2.      Ciri-ciri Ta’wil.
      Dari rumusan yang sederhana itu dapat di lihat haqiqah yang merupakan ciri dari ta’wil yaitu :
a.       Lafaz itu tidak lagi di pahami menurut arti lahirnya.
b.      Arti yang di pahami dari lafas itu adalah arti lain yang secara umum juga di jangkau oleh arti lahir lafaz itu.
c.       Peralihan dari arti lahir kepada arti lain itu menyandar kepada petunjuk dalil yang ada.
      Dalam hubungan dengan lafas tafsir, ada ulama yang berpendapat bahwa kedua lafas itu sama artinya dari segi tinjauan pengalihan. Tetapi sebenarnya di antara keduanya terdapat perbedaan. Menurut pengartian kalangan ulama, tafsir itu adalah menyikap makna Al-quran dan menjelaskan makna yang terkandung di dalamnya. Al-Rahib mencoba membedakan antara ta’wil dan tafsir. Bahwa tafsir lebih umum dari ta’wil dan lebih bganyaki penggunaanya dalam lafas dalam arti mufradat lafas. Sedangkan ta’wil lebih banyak penggunaanya dalam makna dan banyak terdapat kitab-kitab ilaihiyat[3].
      Pada dasarnya setiap lafaz harus di pahami menurut lainya. Tetapi dalam keadaan tertentu, tidak mungkin memahami suatu lafas menurut lahirnya, oleh karna itu di beri kemungkinan untuk menggunakan ta’wil bila memenuhi syarat-syarat yang di tentukan untuk ta’wil.
3.      Syarat-syarat Ta’wil
Sahnya suatu ta’wil harus memenuhi beberapa syarat diantaranya :
a.       Harus sesuai dengan ilmu bahasa/kesusastraan.
b.      Dapat dipergunakan sesuai pengertian bahasa.
c.       Sesuai dengan ketentuan-ketentuan syara dan istilah-istilah syara yang ada.
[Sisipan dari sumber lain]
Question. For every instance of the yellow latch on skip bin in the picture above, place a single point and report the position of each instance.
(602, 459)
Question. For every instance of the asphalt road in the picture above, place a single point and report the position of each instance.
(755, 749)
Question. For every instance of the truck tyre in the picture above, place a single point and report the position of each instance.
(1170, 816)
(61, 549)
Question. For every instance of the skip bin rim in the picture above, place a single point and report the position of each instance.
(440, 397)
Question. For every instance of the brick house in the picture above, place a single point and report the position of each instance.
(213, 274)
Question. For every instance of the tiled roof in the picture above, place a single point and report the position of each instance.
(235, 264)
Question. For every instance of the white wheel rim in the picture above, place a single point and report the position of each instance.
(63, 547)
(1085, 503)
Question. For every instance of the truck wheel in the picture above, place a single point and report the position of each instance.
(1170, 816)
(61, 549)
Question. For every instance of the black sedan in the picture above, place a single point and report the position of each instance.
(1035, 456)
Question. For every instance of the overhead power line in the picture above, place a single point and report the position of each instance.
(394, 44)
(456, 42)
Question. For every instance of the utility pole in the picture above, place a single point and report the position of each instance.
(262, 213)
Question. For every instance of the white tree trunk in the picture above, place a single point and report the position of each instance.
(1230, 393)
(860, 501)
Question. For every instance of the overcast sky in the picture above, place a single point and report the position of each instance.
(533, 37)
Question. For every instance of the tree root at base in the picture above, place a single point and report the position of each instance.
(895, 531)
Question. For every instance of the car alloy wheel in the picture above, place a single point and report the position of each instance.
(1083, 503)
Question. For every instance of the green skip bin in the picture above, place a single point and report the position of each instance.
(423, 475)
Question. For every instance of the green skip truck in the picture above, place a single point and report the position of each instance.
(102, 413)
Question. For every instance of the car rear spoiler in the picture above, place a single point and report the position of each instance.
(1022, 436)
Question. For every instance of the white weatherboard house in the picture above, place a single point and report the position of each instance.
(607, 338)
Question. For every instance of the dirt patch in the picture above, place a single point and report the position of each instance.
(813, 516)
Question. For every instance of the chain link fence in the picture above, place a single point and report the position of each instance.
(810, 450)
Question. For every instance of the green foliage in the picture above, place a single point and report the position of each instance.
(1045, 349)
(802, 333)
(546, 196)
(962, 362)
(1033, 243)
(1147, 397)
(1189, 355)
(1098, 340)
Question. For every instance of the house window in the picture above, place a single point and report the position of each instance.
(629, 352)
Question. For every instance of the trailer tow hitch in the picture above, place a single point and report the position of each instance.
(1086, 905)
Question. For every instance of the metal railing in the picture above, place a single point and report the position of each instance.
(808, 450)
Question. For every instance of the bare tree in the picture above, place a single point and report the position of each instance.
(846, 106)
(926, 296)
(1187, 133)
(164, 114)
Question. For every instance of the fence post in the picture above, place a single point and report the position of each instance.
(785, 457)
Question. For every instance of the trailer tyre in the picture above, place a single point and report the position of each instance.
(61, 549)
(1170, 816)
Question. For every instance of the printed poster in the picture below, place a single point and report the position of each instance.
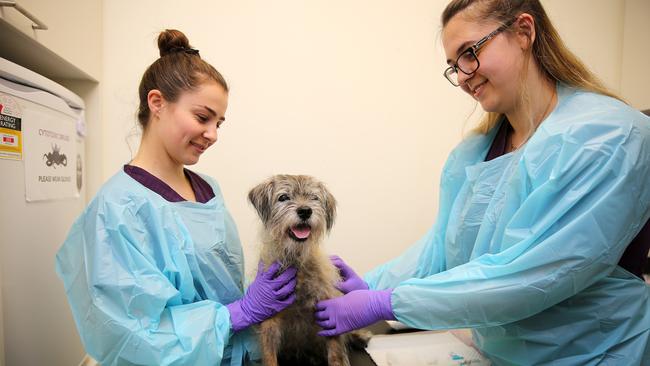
(11, 144)
(50, 150)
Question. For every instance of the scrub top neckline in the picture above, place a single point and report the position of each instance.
(146, 185)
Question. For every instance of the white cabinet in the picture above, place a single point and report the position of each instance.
(74, 36)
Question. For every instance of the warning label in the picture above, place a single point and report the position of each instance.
(11, 146)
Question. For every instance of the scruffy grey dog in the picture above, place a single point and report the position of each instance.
(297, 212)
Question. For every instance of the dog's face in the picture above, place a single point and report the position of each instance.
(294, 208)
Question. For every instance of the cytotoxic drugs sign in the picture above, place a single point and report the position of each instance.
(50, 156)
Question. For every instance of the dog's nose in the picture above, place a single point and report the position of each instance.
(304, 212)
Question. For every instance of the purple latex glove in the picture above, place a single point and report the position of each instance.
(354, 310)
(269, 294)
(350, 280)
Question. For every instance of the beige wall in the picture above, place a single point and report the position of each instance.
(348, 91)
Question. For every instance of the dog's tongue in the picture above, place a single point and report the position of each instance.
(301, 232)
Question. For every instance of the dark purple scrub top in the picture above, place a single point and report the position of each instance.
(202, 190)
(635, 256)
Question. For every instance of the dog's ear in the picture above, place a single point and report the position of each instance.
(261, 198)
(330, 208)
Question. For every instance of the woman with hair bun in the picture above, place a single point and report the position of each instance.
(543, 226)
(153, 267)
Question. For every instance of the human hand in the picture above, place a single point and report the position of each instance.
(269, 294)
(350, 280)
(354, 310)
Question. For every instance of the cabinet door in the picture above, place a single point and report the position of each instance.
(74, 30)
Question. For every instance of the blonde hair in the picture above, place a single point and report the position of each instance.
(554, 59)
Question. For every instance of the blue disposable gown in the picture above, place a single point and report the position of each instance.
(525, 247)
(148, 279)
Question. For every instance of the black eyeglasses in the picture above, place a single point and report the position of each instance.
(467, 61)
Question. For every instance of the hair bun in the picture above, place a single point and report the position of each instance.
(172, 41)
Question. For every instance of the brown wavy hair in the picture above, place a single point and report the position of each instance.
(555, 60)
(180, 68)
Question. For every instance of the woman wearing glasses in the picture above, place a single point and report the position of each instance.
(542, 229)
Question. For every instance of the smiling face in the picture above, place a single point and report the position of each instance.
(186, 128)
(496, 83)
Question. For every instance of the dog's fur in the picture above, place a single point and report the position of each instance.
(288, 206)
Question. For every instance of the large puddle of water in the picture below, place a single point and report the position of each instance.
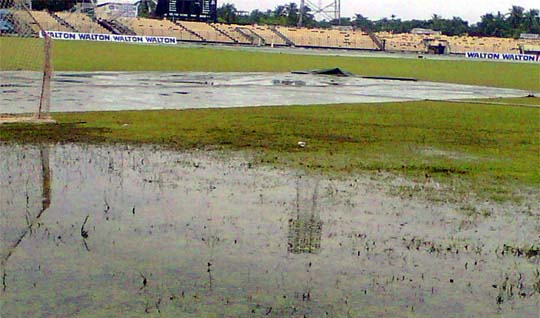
(102, 91)
(109, 231)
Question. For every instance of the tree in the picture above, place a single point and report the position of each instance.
(227, 13)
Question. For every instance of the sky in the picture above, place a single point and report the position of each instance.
(469, 10)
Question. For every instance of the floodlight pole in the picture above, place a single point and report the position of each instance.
(301, 15)
(327, 9)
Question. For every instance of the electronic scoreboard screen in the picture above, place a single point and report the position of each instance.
(199, 10)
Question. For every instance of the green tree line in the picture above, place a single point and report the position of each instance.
(515, 21)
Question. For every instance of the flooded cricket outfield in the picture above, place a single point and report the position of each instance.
(121, 231)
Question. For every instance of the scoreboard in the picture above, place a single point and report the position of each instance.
(198, 10)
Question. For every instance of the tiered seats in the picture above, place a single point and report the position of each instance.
(328, 38)
(206, 31)
(266, 33)
(155, 27)
(457, 44)
(46, 21)
(405, 42)
(82, 23)
(231, 30)
(482, 44)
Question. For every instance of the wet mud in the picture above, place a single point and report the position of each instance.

d.      Menunjukan dalil( alasan tentang ta’wil itu )
e.       Apabila berdasarkan Qiyas, haruslah memakai qiyas yang terang dan kuat.
f.       Lafaz itu mengandung kemungkinan untuk dita’wilkan karna lafas tersebut memiliki jangkauan yang luas dan dapat di artikan untuk di ta’wil serta tidak asing dengan pengalihan kepada makna lain tersebut.
g.      Ada hal-hal yang mendorong untuk ta’wil, seperti :
1)      Bentuk lahir lafas berlawana dengan kaidah yang berlaku dan di ketahui secara dharuri atau berlawanan dengan dalil yang lebih tinggi dari dalil itu.
     Contohnya : suatu hadist menyalahi maksud hadist lain, sedangkan hadits itu di ta’wilkan saja ketimbang di tolak sama sekali.
2)      Nash itu menyalahi dalil lain yang lebih kuat dilalahnya.
     Contohnya : sutu lafal dalam bentuk zhabir di peruntuk suatu objek, tetapi ada makna menyalahinya dalam bentuk nash.
3)      Lafs itu merupakan suatu nash untuk  suatu objek tetapi menyalahi lafas lain yang mufassar dalam semua bentuk itu berlakulah ta’wil.
4)      Ta’wil itu harus mempunyai sandaran kepada dalil dan tidak bertentangan dengan dalil yang ada[4].

4.      Bentuk-bentuk Ta’wil.
      Pada prinsipnya ulama sepakat mengatakan adanya penggunaan ta’wil . perbedaanya terletak pada dasar penggunaan dan penerimaannya.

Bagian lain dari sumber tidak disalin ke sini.